The Zastava M90 was an assault rifle developed and produced by Zastava Arms in Serbia, Yugoslavia. It was developed from the famous Zastava M70 assault rifle, the modified copy of the Soviet AKM assault rifle, but with a Western type flash eliminator added on the barrel end, chambered in also Western, 5.56×45mm NATO caliber, and with that a different magazine design, similar to Western STANAG magazine
The M90 was intended to replace the M70 in the Yugoslav army, but the breakup of Yugoslavia disrupted the production and the weapon today remains rare and was never formally used, probably due to lack of 5.56×45mm NATO ammunition.

Overview

The Zastava M90 is the modified version of Zastava M80, itself a version of the Zastava M70, also comes with a flash eliminator and different magazine design, which means that like its predecessor, the M90 is a modified Soviet AKM. It is gas-operated, air-cooled and magazine-fed, shoulder fired weapon with selective fire capability, and like M70, can launch rifle grenades and has a rifle grenade sight added on the gas tube, instead of under barrel grenade launcher like on most other AK variants. It also incorporates the adjustable gas system from its M76, M77 and B1 cousins, with the third gas position being the gas cutoff for grenades.
Like all Zastava produces AK variants, the M90 can be identified from the originals by its longer lower wooden handguard design, which has three cooling vents, no bulge and like the stock, is made out of different wood type.

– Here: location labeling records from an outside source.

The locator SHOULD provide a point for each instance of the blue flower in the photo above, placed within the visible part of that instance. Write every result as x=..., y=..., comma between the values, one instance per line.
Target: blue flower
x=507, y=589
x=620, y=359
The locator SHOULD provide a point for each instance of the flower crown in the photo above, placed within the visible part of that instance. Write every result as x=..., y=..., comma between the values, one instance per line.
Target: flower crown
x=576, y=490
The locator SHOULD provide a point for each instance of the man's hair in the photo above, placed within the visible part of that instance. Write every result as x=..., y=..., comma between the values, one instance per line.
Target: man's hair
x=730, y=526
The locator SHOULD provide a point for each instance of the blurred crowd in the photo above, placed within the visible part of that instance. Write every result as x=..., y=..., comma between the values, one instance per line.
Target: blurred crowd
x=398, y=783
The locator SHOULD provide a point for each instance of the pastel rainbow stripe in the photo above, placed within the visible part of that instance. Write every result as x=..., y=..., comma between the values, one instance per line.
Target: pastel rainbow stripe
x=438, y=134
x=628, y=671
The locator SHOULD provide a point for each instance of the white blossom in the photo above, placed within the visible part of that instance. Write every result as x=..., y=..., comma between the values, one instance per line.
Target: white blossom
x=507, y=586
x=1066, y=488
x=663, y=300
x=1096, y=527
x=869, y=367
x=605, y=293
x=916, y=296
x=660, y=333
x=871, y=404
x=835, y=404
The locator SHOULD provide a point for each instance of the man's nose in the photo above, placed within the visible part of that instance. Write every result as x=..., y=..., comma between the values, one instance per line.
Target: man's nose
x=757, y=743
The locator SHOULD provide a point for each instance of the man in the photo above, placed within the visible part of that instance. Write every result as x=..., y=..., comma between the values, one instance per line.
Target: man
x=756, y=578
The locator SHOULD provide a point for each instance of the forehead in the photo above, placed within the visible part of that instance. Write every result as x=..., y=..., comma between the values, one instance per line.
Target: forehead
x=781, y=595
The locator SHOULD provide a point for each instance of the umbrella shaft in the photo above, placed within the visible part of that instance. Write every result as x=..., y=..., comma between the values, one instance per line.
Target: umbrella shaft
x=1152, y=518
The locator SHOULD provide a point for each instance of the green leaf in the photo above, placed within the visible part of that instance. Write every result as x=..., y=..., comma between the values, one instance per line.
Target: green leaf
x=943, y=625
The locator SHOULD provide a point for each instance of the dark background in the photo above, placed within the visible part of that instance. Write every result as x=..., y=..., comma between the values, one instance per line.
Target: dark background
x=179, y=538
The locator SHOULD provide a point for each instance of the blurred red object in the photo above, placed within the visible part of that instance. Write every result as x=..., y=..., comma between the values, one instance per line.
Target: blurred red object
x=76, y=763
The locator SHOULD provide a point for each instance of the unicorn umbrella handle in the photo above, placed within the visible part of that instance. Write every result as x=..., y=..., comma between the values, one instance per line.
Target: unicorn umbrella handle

Also, due to using Western round, this particular model also has different magazine design, similar to Western STANAG and a Western type flash eliminator, similar to one used on American M16 assault rifle. Like on the other Zastava AK's, this three vent feature gives the M90 lower overheating when compared to the originals, but, the Western round in this case, slightly reduces reliability.